I wonder what if the easiest way to perform real-time cross

correlation in

the FPGA on USRP? I’ve worked weeks on writing a close form algebra

doing

cross correlation,but since all my algorithms are based on floating

points

and multiplication/division, I’m afraid it’s hard to convert that to

Verilog

code later.

All I need to do is for 2 sequence A and B, perform this:

max(ifft(fft(A).*conj(fft(B))));

It’s really easy to do in MATLAB and relativly simple in C++, but in

Verilog? I have no idea…

Please people, if any one has done this before or anything related,

share

some information with me, I would really preciate that!

/Lin Ji

With a Cyclone part with no dedicated multipliers, you are asking a

lot of logic to create your multipliers.
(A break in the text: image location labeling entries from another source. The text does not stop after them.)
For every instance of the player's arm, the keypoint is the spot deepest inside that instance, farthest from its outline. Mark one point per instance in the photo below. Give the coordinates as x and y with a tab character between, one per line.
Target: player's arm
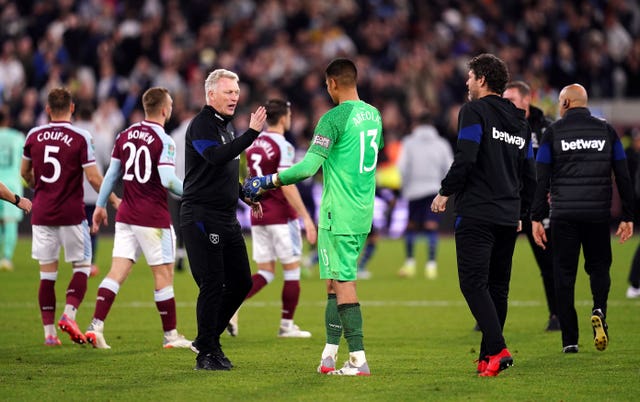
26	171
307	167
95	179
105	189
469	138
169	179
20	202
217	153
292	195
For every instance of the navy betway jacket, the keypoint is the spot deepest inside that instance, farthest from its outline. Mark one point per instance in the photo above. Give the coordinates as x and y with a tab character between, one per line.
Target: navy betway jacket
574	162
492	175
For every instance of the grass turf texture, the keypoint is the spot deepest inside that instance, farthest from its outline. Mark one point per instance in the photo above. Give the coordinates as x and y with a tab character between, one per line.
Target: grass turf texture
418	338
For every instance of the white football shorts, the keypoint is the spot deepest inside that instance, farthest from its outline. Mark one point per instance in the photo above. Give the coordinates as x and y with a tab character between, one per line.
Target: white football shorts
74	239
281	241
157	244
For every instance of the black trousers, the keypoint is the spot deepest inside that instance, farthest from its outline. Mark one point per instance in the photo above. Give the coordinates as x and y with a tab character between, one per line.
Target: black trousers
544	259
220	266
567	238
484	251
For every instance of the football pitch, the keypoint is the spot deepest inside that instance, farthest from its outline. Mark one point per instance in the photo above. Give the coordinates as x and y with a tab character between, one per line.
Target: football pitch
419	340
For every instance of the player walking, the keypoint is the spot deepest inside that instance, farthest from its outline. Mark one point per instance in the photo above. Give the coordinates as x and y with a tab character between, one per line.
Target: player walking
277	233
144	157
346	143
55	157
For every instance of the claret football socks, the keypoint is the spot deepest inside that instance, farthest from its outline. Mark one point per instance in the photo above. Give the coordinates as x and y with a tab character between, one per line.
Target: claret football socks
600	330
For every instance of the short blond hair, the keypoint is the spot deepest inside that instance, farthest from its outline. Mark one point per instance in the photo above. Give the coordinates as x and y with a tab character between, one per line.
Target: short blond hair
154	99
212	80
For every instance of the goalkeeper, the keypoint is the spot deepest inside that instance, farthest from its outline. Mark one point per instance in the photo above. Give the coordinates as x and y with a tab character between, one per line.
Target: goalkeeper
346	143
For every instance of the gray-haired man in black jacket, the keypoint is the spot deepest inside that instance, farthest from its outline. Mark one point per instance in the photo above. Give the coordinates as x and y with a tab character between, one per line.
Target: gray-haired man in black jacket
574	164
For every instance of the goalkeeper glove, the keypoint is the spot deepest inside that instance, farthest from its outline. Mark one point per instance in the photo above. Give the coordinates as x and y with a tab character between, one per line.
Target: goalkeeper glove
255	186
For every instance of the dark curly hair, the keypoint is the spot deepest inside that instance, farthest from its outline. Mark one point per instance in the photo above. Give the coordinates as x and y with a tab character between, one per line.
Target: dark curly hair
492	69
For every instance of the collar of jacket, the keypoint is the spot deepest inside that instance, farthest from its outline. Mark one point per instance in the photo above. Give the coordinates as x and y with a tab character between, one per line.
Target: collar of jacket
577	111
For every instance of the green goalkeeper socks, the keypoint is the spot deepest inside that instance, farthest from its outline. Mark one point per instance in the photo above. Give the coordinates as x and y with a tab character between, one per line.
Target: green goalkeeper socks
351	318
332	320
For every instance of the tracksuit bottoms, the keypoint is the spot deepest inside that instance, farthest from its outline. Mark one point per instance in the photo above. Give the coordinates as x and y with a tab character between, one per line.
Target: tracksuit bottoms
484	251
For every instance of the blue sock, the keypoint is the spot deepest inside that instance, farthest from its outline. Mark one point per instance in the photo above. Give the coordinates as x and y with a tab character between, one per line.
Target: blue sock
432	241
409	240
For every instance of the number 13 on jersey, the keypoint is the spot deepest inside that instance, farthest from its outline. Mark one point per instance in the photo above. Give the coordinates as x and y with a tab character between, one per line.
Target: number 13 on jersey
368	140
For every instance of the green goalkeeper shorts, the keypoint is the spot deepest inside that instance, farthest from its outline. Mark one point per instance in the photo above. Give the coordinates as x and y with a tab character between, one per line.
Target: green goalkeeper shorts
338	255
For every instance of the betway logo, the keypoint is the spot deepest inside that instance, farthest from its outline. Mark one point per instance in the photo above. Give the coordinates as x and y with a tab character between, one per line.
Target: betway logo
508	138
582	144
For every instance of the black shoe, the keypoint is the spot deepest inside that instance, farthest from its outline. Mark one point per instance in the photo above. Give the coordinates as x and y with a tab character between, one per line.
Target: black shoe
224	359
553	324
211	361
600	330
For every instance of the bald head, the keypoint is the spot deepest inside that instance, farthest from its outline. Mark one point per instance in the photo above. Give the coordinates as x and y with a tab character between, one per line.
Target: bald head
571	96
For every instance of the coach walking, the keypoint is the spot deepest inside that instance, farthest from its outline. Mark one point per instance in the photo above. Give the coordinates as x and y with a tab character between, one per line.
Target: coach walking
212	235
574	164
492	178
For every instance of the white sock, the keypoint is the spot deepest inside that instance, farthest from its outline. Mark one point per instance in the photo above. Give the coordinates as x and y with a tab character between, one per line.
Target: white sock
70	311
171	334
330	350
357	358
50	330
97	325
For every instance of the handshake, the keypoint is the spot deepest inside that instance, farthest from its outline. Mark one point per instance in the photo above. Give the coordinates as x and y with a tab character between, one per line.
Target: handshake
254	187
I would not suggest trying

to do this type of calculation in this particular FPGA.

If you want to know how to do it in Verilog, you need to take into

consideration your sample rate along with your clock rate. Given

this, you have N clock cycles to perform the calculations. If you

were to do something like this, you could possibly have a block that

performs the two FFT’s in parallel and puts the results into a

BlockRAM. By the time this is done, the next frame is ready for the

FFT, so while this is processing you can perform the cross correlation

and store those results in the next BlockRAM. After doing this, you

can do the IFFT out of that BlockRAM and pass the results into a small

block to calculate the max value.

You can get Altera tools to generate cores that will perform FFTs and

IFFTs for you. The cross correlation would then be the handcoded part

along with the max logic.

http://www.altera.com/products/ip/dsp/transforms/m-ham-fft.html

You can also try opencores.org and check out their FFT section, but as

I said earlier - without dedicated multipliers, it would require a

HUGE part and slow down your design significantly.

Hope this helps!

Brian

You don’t use fast convolution when using an FPGA. Do this in the time

domain. That’s the purpose of using hardware over software. Expand your

algorithm for complex cross correlation and you will end up with a

string of simple algebraic terms. You will have to look at your losses

using fixed point vs. floating point.